November 07 2017 | 0 Comments | 181 reads Average Rating: 4
Getting Home Health Payments Just Right: 4 Steps to Success
As the population ages and the healthcare industry moves toward value-based care models, the need for home health services is rising rapidly.
The flipside: As the home health market grows so too does fraud, waste and abuse in the sector. The upshot: Payers must audit providers as they deliver home health services to hold them responsible for appropriate care and billing. The conundrum: Payers need to do this in a fair way, ensuring that they will not cause abrasion and prompt providers to return to more costly sites of care delivery.
The task at hand for payers is to ensure that providers are delivering home health that:
Is medically necessary. Payers should not reimburse providers to come out and do something that anyone could do. There has to be a skill involved. As such, providers need to paint a complete picture of the care that is being delivered in the home to substantiate medical necessity and prove that the patient requires the services for a skilled professional.
Is intended to make the patient self-reliant. The ultimate goal of the home care services should be to bring the patient to a point where he can care for himself.
Is provided to patients who are truly homebound. Patients who receive home care must be homebound. Patients must require a person to push them in a wheelchair to get out of the house or physical assistance to walk because they can’t ambulate more than a few steps by themselves.

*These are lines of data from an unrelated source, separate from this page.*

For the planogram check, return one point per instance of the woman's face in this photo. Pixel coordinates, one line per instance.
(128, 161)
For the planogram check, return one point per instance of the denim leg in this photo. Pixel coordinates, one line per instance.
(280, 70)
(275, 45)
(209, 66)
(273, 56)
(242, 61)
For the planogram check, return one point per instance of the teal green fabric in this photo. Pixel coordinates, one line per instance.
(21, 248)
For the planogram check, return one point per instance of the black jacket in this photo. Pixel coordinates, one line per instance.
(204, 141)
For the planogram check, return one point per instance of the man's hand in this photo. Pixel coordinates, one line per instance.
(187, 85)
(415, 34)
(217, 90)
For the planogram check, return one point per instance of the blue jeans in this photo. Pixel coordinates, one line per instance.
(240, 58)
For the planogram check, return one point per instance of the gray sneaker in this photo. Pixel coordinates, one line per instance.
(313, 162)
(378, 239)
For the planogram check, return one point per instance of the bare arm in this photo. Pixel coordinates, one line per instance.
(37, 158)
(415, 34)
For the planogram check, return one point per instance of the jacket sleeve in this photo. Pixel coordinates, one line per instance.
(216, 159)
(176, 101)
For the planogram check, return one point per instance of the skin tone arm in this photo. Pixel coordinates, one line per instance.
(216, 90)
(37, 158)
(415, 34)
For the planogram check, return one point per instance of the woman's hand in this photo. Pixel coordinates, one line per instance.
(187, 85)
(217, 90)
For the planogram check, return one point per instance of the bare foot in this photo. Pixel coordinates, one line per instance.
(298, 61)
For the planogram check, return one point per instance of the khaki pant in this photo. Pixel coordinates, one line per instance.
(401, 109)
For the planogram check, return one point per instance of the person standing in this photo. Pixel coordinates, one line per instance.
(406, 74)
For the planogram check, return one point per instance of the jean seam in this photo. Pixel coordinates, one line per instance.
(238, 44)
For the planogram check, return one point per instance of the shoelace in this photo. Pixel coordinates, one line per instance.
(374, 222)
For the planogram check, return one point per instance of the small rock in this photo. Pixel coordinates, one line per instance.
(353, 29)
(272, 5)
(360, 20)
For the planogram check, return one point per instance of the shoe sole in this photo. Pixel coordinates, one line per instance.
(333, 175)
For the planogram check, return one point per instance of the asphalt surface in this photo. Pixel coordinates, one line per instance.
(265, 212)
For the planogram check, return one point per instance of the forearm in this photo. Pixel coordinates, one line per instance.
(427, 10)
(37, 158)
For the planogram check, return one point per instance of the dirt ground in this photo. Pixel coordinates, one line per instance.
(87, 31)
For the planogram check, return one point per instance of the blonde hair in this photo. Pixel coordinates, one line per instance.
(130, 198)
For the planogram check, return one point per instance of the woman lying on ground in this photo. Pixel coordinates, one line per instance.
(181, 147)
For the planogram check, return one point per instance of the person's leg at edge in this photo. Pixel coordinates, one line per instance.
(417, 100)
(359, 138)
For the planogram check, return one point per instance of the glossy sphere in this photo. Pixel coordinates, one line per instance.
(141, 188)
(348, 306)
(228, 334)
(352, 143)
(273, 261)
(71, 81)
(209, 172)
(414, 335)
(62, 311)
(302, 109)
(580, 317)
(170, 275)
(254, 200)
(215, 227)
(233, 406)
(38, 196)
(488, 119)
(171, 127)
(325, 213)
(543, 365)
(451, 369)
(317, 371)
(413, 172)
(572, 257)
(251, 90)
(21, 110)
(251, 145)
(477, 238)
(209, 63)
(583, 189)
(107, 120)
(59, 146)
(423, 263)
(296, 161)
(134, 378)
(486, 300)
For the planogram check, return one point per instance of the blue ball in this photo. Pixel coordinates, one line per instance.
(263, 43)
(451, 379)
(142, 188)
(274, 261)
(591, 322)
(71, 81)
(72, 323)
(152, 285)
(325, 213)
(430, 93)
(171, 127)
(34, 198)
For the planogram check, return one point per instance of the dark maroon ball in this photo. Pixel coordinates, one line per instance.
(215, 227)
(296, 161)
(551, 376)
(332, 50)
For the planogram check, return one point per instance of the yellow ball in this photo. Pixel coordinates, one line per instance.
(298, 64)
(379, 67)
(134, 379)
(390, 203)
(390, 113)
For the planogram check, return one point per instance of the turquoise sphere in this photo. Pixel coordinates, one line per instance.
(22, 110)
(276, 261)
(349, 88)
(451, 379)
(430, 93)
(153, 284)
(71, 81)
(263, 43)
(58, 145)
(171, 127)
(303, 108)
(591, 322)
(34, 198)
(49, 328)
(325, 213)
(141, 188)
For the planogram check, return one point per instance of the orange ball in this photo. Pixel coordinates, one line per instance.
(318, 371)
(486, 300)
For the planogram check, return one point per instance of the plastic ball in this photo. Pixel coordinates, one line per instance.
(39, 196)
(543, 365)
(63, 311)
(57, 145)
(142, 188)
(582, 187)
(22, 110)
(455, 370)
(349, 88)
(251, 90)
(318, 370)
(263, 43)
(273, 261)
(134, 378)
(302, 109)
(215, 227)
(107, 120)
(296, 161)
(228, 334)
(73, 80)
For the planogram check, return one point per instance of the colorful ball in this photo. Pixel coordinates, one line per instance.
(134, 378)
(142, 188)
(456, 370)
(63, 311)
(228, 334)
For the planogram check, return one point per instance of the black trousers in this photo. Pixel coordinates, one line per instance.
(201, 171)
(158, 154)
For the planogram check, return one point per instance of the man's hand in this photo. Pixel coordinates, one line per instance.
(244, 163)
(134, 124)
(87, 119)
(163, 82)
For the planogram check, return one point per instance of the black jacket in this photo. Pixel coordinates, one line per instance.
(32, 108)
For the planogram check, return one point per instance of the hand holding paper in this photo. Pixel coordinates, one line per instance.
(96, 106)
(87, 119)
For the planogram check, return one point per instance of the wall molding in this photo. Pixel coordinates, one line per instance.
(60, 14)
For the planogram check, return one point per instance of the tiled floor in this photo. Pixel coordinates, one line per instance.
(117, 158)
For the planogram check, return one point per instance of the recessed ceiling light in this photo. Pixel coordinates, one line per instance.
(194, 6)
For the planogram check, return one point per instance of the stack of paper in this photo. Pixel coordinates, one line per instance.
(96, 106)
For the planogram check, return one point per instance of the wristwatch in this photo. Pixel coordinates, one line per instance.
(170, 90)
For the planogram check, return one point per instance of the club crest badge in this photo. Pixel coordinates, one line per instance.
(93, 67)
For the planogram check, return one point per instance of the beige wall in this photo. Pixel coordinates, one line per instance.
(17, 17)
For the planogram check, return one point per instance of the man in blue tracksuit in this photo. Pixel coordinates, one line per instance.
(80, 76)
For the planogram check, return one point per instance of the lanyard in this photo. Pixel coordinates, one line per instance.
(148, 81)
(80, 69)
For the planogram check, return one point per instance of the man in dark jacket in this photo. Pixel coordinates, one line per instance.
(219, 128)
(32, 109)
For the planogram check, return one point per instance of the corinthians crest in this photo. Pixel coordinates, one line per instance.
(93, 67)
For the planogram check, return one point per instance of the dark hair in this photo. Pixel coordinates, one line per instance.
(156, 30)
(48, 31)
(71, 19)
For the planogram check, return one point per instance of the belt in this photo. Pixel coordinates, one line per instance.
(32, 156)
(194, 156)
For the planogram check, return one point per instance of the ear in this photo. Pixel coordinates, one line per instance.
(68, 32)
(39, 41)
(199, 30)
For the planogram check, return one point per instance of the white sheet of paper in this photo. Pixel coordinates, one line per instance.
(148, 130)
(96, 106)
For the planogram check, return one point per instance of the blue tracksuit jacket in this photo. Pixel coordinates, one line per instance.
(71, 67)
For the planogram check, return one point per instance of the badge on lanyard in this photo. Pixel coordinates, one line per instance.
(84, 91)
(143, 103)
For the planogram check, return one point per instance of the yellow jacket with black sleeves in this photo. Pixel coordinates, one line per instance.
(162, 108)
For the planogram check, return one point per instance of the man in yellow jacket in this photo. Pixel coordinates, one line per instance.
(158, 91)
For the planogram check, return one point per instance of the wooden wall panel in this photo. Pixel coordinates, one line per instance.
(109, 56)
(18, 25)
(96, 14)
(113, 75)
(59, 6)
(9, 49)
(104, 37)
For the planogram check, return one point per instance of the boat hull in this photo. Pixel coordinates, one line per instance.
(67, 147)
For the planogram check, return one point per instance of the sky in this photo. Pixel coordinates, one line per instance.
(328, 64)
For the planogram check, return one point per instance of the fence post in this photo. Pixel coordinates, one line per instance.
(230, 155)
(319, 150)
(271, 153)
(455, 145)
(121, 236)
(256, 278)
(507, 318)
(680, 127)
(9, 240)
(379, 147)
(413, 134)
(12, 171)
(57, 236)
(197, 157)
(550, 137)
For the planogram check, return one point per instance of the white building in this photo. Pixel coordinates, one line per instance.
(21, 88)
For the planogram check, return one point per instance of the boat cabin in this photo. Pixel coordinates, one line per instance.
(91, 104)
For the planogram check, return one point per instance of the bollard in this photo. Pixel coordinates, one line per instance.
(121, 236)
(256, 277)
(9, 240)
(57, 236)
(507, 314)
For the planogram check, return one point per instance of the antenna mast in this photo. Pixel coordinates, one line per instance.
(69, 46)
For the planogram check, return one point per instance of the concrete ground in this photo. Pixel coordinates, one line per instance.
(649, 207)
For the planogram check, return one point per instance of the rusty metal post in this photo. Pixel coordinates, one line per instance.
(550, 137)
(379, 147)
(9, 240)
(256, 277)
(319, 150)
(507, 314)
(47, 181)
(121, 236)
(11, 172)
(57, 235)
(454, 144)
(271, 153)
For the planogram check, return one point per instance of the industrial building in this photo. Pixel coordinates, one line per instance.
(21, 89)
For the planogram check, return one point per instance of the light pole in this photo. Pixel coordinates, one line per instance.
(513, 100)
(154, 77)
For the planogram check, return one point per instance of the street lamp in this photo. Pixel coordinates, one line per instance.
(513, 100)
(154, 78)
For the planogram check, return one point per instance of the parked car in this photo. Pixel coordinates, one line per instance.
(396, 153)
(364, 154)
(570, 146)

Is delivered on an intermittent basis. Care providers should deliver services on a periodic basis to make sure that the patient is adhering to the care plan. For example, when working with a chronic obstructive pulmonary disease (COPD) patient, the provider would not provide ongoing observation and care but would check oxygen levels and ensure that the patient is adhering to the prescribed medication regimen. If there are any problems, the care provider would then report those to the physician and the physician would adjust the care plan.
How can payers ensure that providers are delivering care that meet these criteria? Here’s a four step process that can help to create a successful audit program:
#1: Understand how you pay your claims. To start, payers need to understand how they pay their claims before determining if they are paying them incorrectly.
#2: Take a sample from all providers. Payers need to monitor all providers. As such, payers can determine if providers are sending out the right staff member to perform the assessment; documenting correctly; and admitting the right patients.
#3: Provide feedback. If problems are identified, payers should not just correct them. Instead, they need to provide feedback to providers. This feedback can show providers the right way to do things. As such, payers can better position themselves as a partner and will be less likely to cause abrasion.
#4: Never completely stop auditing providers. Even when providers seemingly fall in line, payers should not stop auditing them completely. Guidelines change every year and payers need to ensure that providers stay in step with these changes. In addition, personnel at provider organizations also changes. So, payers need to ensure that new staff members are towing the line as well.
These are just a few examples of how payers can work to get home services payments right.